Distributed caching offers high scalability, availability, and excellent data tolerance, which are crucial to fast-growing online enterprises today. The companies overcome the challenge of redundancy and ensure they stay online all the time. Distributed cache aligns well with cloud computing due to its scalability and availability abilities.
Non-distributed caching
The non-distributed cache is a cache located in a single data memory within the company network. All users access it from a single source which provides several advantages to them. Since the database is only one, multiple users get a complete view of the data.
They don’t face a lot of data management challenges like in distributed cache. It is easier to create backups and update them as needs arise. One key shortcoming of a non-distributed cache is reduced productivity since multiple users are accessing it all the time.

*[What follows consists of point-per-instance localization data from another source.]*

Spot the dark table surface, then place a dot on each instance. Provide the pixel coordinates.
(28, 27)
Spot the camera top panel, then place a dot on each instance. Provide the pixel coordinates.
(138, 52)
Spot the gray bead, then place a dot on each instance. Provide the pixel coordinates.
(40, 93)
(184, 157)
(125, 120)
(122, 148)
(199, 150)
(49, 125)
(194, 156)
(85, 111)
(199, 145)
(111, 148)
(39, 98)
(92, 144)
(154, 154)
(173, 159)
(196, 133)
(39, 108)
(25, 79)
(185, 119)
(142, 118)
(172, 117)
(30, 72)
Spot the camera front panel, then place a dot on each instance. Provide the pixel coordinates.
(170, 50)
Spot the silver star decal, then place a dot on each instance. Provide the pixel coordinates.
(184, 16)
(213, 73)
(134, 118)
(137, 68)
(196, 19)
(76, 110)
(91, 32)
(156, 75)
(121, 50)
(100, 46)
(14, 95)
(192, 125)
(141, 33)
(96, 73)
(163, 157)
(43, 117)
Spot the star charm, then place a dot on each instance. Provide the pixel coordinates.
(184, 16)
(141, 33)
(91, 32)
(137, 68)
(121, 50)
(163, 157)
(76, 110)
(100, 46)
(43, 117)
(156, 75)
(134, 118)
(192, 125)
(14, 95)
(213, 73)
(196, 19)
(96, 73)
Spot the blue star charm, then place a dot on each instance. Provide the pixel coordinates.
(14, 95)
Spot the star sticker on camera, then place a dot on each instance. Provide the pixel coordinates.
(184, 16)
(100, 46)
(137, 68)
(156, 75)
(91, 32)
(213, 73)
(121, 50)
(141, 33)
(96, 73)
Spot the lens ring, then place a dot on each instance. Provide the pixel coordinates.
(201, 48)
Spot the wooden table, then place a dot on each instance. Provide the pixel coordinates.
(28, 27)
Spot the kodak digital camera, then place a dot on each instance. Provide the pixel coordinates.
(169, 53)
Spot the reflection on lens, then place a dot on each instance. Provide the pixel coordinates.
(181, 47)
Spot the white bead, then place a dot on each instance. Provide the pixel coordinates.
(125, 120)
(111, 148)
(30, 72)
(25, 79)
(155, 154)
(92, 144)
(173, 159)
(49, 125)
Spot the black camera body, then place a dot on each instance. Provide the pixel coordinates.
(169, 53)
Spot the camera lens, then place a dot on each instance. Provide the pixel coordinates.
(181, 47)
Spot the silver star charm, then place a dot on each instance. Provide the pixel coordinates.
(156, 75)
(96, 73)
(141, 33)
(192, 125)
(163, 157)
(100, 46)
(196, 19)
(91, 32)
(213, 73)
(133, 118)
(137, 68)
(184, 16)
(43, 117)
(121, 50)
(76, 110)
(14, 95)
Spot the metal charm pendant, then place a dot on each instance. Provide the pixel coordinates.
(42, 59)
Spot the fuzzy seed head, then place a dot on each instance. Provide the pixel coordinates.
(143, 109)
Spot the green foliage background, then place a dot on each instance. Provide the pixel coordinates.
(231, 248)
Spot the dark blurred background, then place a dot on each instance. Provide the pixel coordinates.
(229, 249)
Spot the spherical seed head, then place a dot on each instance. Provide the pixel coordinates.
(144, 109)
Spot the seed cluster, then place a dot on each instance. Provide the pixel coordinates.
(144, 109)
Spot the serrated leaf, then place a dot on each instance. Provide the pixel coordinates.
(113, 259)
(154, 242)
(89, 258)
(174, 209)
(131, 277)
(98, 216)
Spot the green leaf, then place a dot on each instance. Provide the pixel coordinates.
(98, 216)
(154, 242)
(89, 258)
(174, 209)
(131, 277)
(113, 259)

How distributed and non-distributed data caching differs
To understand the differences better, it is important to know the main difference. A non-distributed cache is a centralized cache which means it is located in a single place. Distributed cache is located in multiple places, which can be two or more cache locations. A cache store can either be RAM or cache memory located near the CPU.
Data accessibility
Cache data stored in centralized location records reduces speed because it is accessed by multiple users. Distributed cache records super-fast access speed because each user accesses it from the location nearest to them. Distributed caching key benefits include high availability, scalability, and fault tolerance.
Data consistency
Cache data in a centralized location tends to have greater consistency because it is being retrieved from the same source. Users achieve a total view of the data. Data from a distributed system often records multiple inconsistencies because there can be chances of data replication. It requires cleaning to remove duplicates across the system, which must involve additional technologies.
Data maintenance
Data requires consistent management strategies to keep it up to date and to create backups. It is easier to perform these tasks in a non-distributed cache system since all information is accessed from one place. Distributed cache takes time to perform synchronization before updating and creating backups.
Managing downtimes and failures
There are probabilities that the system may record data failure or downtime once in a while. Data failure in a non-distributed cache is a serious issue because users cannot access it. This is different in a distributed cache because if one cluster fails, the other clusters will still be functional.
Main benefits of data caching
The key benefits of data caching are that it allows quick access and reduces loading requirements on the main databases. It enhances performance and makes data readily available and scalable. Cache data is applied to multiple use scenarios, which can include data stores, website apps, data delivery systems, and operating systems. Data silos often provide a challenge to organizations when making requests due to read/write latency.
Caching allows organizations to have more centralized data access by breaking silos into smaller clusters. The outcome is more quality data that is cheaper to maintain and analyze for effective decision-making processes. Caching is useful in many compute-intensive workloads due to its advantage of using a memory data layer and thus providing access to large data sets in real time.
Conclusion
Distributed cache has a wide range of advantages over non-distributed cache. The concept is significantly gaining popularity in recent times due to its effectiveness in data management processes. In a microservice applications environment, it addresses limitations experienced in use cases such as maintenance, performance, and reducing operational costs. It automatically syncs with hybrid cloud systems to always avail the latest data to users.